You are viewing a plain text version of this content. The canonical link for it is here.
Posted to dev@mahout.apache.org by deneche abdelhakim <ad...@gmail.com> on 2010/10/14 17:34:09 UTC

Re: about Random Forests

Hey Andrey,

Thank you very much for the dataset, this will really help me fixing
this bug. I'm downloading it right now and I will see if I can
reproduce the problem.

As you said, the depth limit is a nice feature to have. I will create
to JIRA issues: one for the depth limit (should not be too difficult
to implement), the other for the infinite recursion bug.

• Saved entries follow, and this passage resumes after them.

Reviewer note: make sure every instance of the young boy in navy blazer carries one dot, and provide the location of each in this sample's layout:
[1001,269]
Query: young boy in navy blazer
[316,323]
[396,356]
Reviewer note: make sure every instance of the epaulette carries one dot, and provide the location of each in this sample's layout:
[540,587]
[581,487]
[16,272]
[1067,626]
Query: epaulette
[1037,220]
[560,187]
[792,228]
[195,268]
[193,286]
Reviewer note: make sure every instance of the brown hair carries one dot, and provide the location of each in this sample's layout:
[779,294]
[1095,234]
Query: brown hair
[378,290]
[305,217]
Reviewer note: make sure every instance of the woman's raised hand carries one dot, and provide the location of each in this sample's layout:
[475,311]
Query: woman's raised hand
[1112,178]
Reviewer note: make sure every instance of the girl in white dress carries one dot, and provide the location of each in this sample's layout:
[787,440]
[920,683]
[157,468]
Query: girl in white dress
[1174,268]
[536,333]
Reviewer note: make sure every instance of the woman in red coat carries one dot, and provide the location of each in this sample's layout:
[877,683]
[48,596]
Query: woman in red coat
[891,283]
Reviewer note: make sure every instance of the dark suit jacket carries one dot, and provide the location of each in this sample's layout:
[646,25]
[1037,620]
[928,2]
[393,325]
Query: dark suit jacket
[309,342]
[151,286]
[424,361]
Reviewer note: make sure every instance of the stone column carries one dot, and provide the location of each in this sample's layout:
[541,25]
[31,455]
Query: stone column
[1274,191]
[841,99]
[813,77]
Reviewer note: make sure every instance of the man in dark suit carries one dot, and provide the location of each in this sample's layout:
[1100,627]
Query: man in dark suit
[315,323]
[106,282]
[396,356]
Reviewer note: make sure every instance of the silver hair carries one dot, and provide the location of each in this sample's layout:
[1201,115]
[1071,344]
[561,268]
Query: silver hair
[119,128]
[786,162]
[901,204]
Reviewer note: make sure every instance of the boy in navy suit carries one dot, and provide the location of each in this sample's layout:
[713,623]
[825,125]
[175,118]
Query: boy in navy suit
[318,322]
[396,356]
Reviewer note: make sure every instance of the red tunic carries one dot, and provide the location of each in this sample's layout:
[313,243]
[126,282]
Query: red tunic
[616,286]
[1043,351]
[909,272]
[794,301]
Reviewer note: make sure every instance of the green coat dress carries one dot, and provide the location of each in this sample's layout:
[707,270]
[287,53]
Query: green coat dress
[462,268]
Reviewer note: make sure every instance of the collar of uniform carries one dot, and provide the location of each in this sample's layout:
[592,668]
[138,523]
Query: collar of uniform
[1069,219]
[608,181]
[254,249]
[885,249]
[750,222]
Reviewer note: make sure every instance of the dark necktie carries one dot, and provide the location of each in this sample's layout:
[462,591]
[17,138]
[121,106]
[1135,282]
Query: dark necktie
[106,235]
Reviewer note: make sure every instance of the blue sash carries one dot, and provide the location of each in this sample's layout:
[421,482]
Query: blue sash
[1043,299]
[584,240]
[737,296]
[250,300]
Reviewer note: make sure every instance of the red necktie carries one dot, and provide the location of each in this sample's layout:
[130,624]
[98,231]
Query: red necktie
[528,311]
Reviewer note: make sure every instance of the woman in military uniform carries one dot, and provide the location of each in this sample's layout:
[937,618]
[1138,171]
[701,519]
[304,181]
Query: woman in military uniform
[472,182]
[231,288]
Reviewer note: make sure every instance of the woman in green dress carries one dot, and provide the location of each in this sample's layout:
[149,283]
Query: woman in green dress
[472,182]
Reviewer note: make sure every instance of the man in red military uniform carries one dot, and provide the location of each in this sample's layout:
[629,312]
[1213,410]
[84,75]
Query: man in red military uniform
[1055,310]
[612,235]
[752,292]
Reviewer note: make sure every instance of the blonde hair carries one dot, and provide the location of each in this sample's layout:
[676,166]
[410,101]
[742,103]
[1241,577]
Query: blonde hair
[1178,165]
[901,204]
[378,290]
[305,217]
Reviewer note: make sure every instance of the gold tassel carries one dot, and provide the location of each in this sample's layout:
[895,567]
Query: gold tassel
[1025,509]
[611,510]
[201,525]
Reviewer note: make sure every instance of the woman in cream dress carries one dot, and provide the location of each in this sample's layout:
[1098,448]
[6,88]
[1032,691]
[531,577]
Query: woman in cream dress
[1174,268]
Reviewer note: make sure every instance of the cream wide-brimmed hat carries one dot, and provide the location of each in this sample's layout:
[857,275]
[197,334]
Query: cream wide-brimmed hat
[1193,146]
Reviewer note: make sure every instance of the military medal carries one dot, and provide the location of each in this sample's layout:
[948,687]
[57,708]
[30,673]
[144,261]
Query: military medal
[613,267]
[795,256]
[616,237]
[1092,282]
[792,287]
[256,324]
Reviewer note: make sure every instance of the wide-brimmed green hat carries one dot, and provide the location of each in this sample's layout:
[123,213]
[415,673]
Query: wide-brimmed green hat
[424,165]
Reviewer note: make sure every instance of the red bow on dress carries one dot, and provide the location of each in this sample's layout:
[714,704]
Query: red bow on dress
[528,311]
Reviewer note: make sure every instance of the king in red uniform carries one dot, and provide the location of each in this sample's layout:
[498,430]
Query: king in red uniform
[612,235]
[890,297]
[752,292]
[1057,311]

Thanks again Andrey for your feedback and ideas

Deneche

On Wed, Oct 13, 2010 at 11:53 PM, Andrey Gusev <an...@gmail.com> wrote:
> Hey Deneche,
> Thanks for looking into the problem. I am glad I can help you guys fine-tune
> the implementation. Attached is one random-bag of data (sampled with
> replacement so there are duplicates there). Using m=2, this will cause the
> problem I described. It is csv, with the last value, an integer,
> representing the label. All features are numeric. When the
> infinite recursion happens we have 4 instances (2 copies of two unique
> instances) and loSubset is always empty while the hiSubset has all 4
> elements.
> Let me know if you can reproduce it. Another thought - having a limit might
> be a nice feature without trying to solve the infinite recursion problem (I
> agree that it's a bit of a hack if it used to solve the recursion problem).
> For example by setting relatively low limit, some form of over-fitting can
> be prevented. By default the builder may have no limit. What do you think?
> Andrey
>
> On Wed, Oct 13, 2010 at 7:21 AM, deneche abdelhakim <ad...@gmail.com>
> wrote:
>>
>> Hi Andrey,
>>
>> Ted relayed your problem with infinite recursion in Random Forests.
>> I'm the guy working on Random Forests and I wanted to thank you for
>> identifying this Bug and proposing a solution.
>> I never encountered this bug before. From your description, this
>> problem seems to be related to Numerical attributes. If you could send
>> me some dataset that makes the bug appear, I could make sure the fix I
>> add really solves the problem. And I have and idea that could probably
>> solve this problem without setting a limit on the depth of the trees,
>> but again I need some dataset to work with.
>>
>> Thanks again for using Mahout Airlines =P
>
>